Some further advice:

• If you’re a Slack user, you might as well reset your password even if you weren’t notified by the company to do so. When a company admits it has been careless with its password database by leaking hashes, especially over such a long period, you might as well assume that yours was affected, even if the company thinks it wasn’t. As soon as you change your password, you make the old hash useless to attackers.

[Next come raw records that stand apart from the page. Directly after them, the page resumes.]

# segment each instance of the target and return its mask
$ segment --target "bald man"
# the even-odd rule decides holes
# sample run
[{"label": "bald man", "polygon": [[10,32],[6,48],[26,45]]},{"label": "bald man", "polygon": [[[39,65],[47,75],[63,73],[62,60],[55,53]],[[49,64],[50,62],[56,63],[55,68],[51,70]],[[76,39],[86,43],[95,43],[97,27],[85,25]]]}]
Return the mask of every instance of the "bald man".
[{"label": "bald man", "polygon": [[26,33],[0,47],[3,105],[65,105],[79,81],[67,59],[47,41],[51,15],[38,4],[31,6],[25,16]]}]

• If you’re not using a password manager, consider getting one. A password manager helps to pick proper passwords, thus ensuring that your password ends up very, very far down the list of passwords that might get cracked in an incident like this. Attackers typically can’t do a true brute force attack, because there are just too many possible passwords to try out. So, they try the most likely passwords first, such as words or obvious word-and-number combinations, getting longer and more complex as the attack proceeds. A password manager can remember a random, 20-character password as easily as you can remember your cat’s name.
• Turn on 2FA if you can. 2FA, or two-factor authentication, means that you need not only your password to login, but also a one-time code that changes every time. These codes are typically sent to (or generated by) your mobile phone, and are valid only for a few minutes each. This means that even if cybercrooks do crack your password, it’s not enough on its own for them to take over your account.
• Choose a reputable salt-hash-and-stretch algorithm when handling passwords yourself.. In the unfortunate event that your password database gets breached, you will be able to give your customers precise details of the algorithm and the security settings you used. This will help well-informed users to judge for themselves how likely it is that their stolen hashes might have been cracked in the time available to attackers so far.